I am out in south-east Poland with the border guards.
Their camera-van sits in a snowy field surrounded by hayricks, scanning for anyone trying to cross the border illegally.
With such a long border it seems an almost hopeless task and the amount of money spent here just doesn’t compare with the cash pumped into the Slovak border which I visited at the end of last year .
More of that side of the story in my report for the Ten O’Clock News, which I hope will go out on Friday.
Just a few miles away, the forest is like a scene from a Christmas card: tall fir trees are decorated with a scattering of snow on their branches.
It’s very beautiful. But this is treacherous country.
The last people the border guards caught, just before the holiday, were two men from Georgia . One was in a coma, the other managed to ‘phone for help before he too collapsed.

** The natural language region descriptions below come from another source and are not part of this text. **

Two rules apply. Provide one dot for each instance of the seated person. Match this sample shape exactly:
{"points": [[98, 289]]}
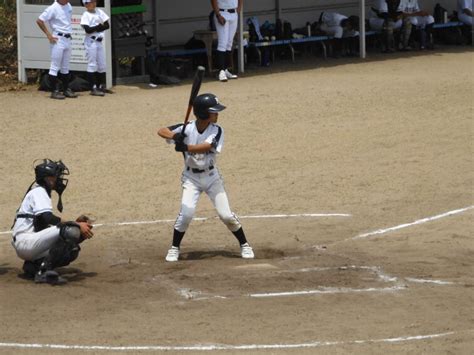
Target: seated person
{"points": [[465, 12], [386, 19], [343, 29], [422, 20]]}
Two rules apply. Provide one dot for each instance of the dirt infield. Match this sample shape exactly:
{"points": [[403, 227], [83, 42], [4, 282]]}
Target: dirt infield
{"points": [[382, 145]]}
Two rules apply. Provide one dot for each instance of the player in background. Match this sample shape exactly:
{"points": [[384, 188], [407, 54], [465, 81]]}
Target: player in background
{"points": [[226, 18], [58, 17], [95, 22], [200, 143]]}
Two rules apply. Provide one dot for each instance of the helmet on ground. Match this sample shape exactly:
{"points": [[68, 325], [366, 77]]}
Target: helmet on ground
{"points": [[52, 168], [205, 104]]}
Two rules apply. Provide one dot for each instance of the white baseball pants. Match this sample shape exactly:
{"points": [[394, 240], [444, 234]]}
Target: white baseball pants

But the story that tore me up happened sometime before, in September, and was well publicised in Poland at the time.
This is what happened to thirty-six year-old Kamisa.

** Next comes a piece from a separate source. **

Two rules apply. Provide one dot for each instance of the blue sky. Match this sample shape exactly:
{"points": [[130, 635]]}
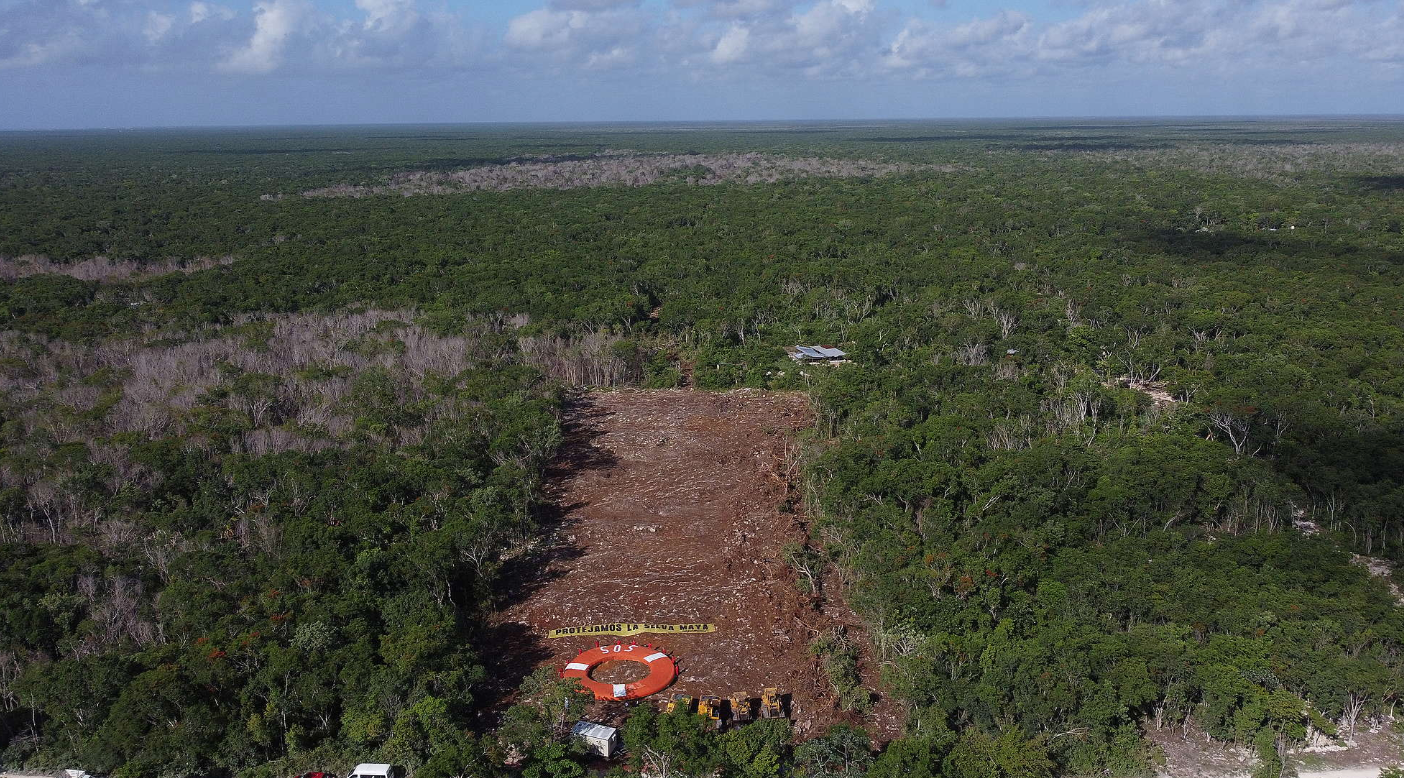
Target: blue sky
{"points": [[79, 63]]}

She is from Chechnya and wanted a better life for her four children.
She was afraid to go on living in Grozny. One of her daughters was sick and education was poor. So she decided to go to Slovakia and make her way to Austria where many of her husband’s family live.

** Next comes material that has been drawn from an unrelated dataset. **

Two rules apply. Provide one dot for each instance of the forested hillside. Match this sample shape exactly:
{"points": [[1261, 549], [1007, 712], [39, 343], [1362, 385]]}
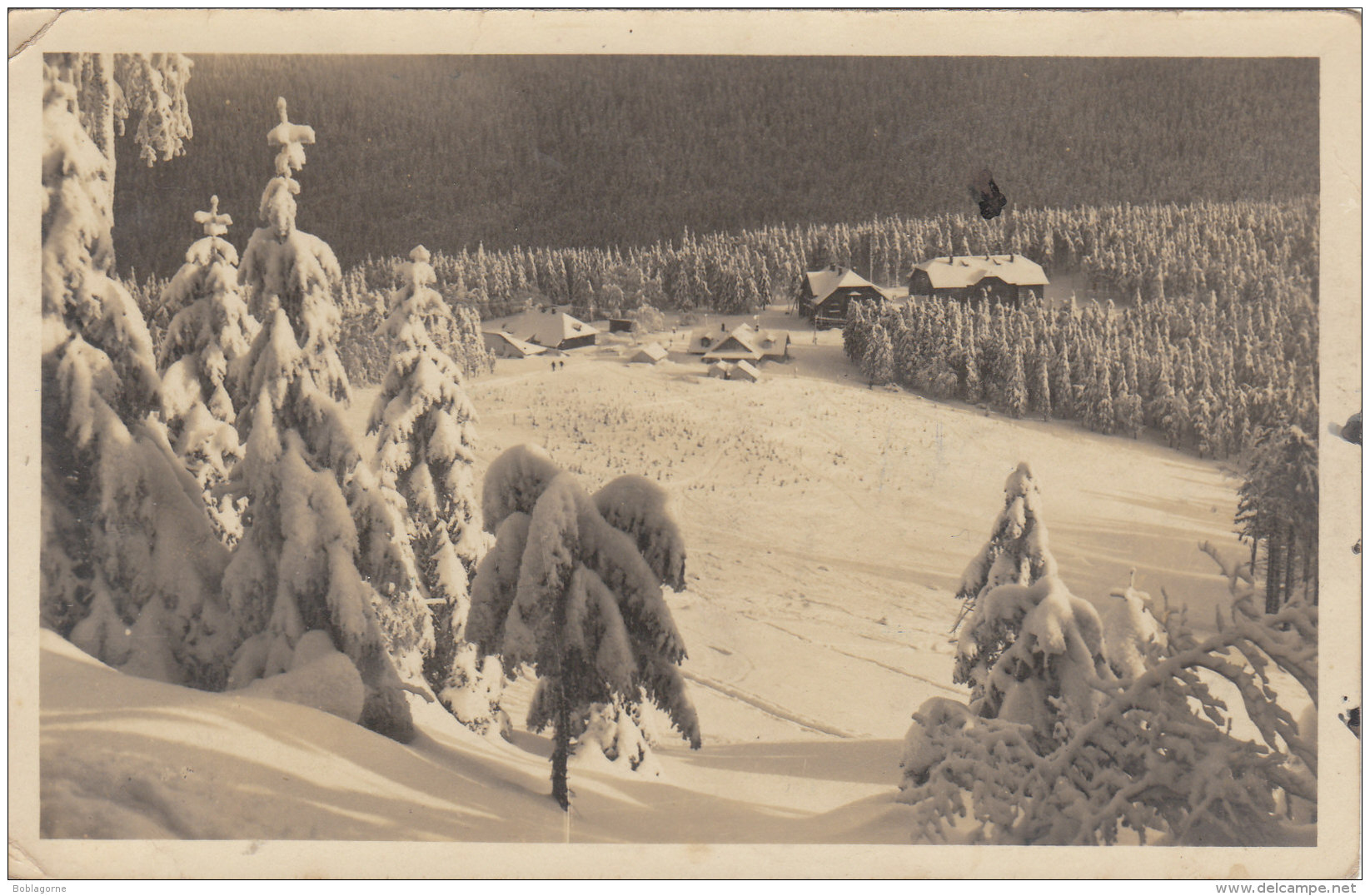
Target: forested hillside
{"points": [[595, 151]]}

She paid a man in Moscow $2,700. He drove her and her two-year-old son and daughters of 9, 12 and 14 for many hours.
He would not stop or let them out. Eventually he reached what he said was the border with Slovakia and let them out and told them to be on their way.
It was pouring with rain. She and the children walked from one hill to the next, until they were soaked.
Eventually they couldn’t go on any longer and stopped in a forest within sight of what turned out to be the Polish border.
They had a loaf of bread, sausage and some Snickers bars but the food was soon gone.
They had nothing to drink. There was no let-up in the wind and the rain. Her mobile phone wouldn’t work because it was saturated with rain and, although she knew her husband was texting her, she couldn’t read the messages.
She thinks she was there for four days. She didn’t want to go to get help and leave the children, for fear of animals and patrol dogs.
Her nine year-old daughter was in a coma but it was the 14 year-old who died first.
Kamisa was crying and shouting and screaming for help, but none came.
Eventually she took her boy, covered the girls with forest leaves and said goodbye.
The 12 year-old knew what was happening.
Kamisa thought it best to save one child and hoped that she would reach help in time for the others.
But she stumbled around for a while until she came on the border guards and, by the time help arrived, her three daughters had died.
She and her son have recovered and her husband has joined her in Poland where they have applied for asylum.
Few Chechen asylum seekers are granted that status but her case may be different.
In Britain at least, the authorities would portray this tragedy as a lesson in the evils of what they insist on calling “people trafficking” but perhaps it is more complex than that.
People will always want to move to safer more prosperous parts of the world. And governments and many people from those safer and more prosperous places will probably always want to stop them.
So I don’t know what to think, except that it rips me up to think of a woman stumbling around in the dark, crying over the bodies of her children who died because she wanted to give them a better life.